Es fängt frühmorgens an. Die wenigsten drücken den Knopf eines Weckers, den Alarm stellt ein sanftes Streichen über den Touchscreen des Smartphones ab. So geht es weiter. Den ganzen Tag. Wann kommt das nächste Tram? Wo ist in der Nähe ein Café? Hat es schon geöffnet?
Fragen über Fragen, die das Handy schnell und zuverlässig beantwortet. 1,9 Milliarden Smartphone-Nutzer gibt es laut Statista, dem deutschen Online-Portal für Statistik, schon jetzt weltweit – Tag für Tag werden es mehr. Rund 70 Prozent der Schweizer haben eines.

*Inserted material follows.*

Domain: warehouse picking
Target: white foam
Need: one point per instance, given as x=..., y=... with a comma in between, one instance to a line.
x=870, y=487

Eine eben veröffentlichte Studie des Analyse-Unternehmens Flurry zeigt die Kehrseite des Booms. Und die ist beängstigend: 280 Millionen Menschen auf der Welt sind handysüchtig. Das heisst, sie schauen mehr als 60-mal pro Tag auf ihr Smartphone, um irgendeine App zu benutzen, zu chatten oder Mails zu checken. Zum Vergleich: 2014 zählte die Studie 176 Millionen sogenannter Mobile Addicts, also Handysüchtige. Das ist ein Anstieg von 59 Prozent.
Normale User entsperren ihr Handy höchstens 16-mal pro Tag. Von ihnen gibt es 26 Prozent mehr: 2014 waren es 784 Millionen, heute sind es 985 Millionen. Von der dritten Nutzer-Kategorie, den sogenannten Super-Usern (sie schauen 16- bis 60-mal täglich aufs Handy), gibt es mittlerweile 590 Millionen. 34 Prozent mehr als im letzten Jahr – Tendenz steigend.

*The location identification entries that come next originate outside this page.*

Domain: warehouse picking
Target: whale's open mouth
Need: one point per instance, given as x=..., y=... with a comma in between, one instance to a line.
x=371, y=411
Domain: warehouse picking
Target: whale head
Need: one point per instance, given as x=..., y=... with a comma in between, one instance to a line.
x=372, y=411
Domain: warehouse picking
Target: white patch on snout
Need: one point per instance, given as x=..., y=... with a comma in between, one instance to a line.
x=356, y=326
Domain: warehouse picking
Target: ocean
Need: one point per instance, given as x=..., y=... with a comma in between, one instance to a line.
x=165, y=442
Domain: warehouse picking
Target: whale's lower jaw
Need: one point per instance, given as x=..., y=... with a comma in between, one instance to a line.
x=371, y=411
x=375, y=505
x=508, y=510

Grösste Suchtfaktoren: Kurznachrichtendienste wie Whatsapp und soziale Netzwerke wie Facebook, Twitter oder Instagram. Auch Spiele sind ein beliebter Zeitvertreib.
Was harmlos klingt, wird schnell zum echten Problem, weiss Berater Christian Rieder (33) von Sucht Wallis: «Handysucht muss man genauso ernst nehmen wie Alkohol- oder Drogensucht.» Immer wieder suchen ihn Eltern auf, die sich Sorgen um ihre Kinder machen. «Es ist Alltag geworden, dass Kinder und Jugendliche online- oder spielsüchtig sind. Durch die Apps auf den Handys hat das mittlerweile ganz andere Dimensionen angenommen», sagt Experte Rieder.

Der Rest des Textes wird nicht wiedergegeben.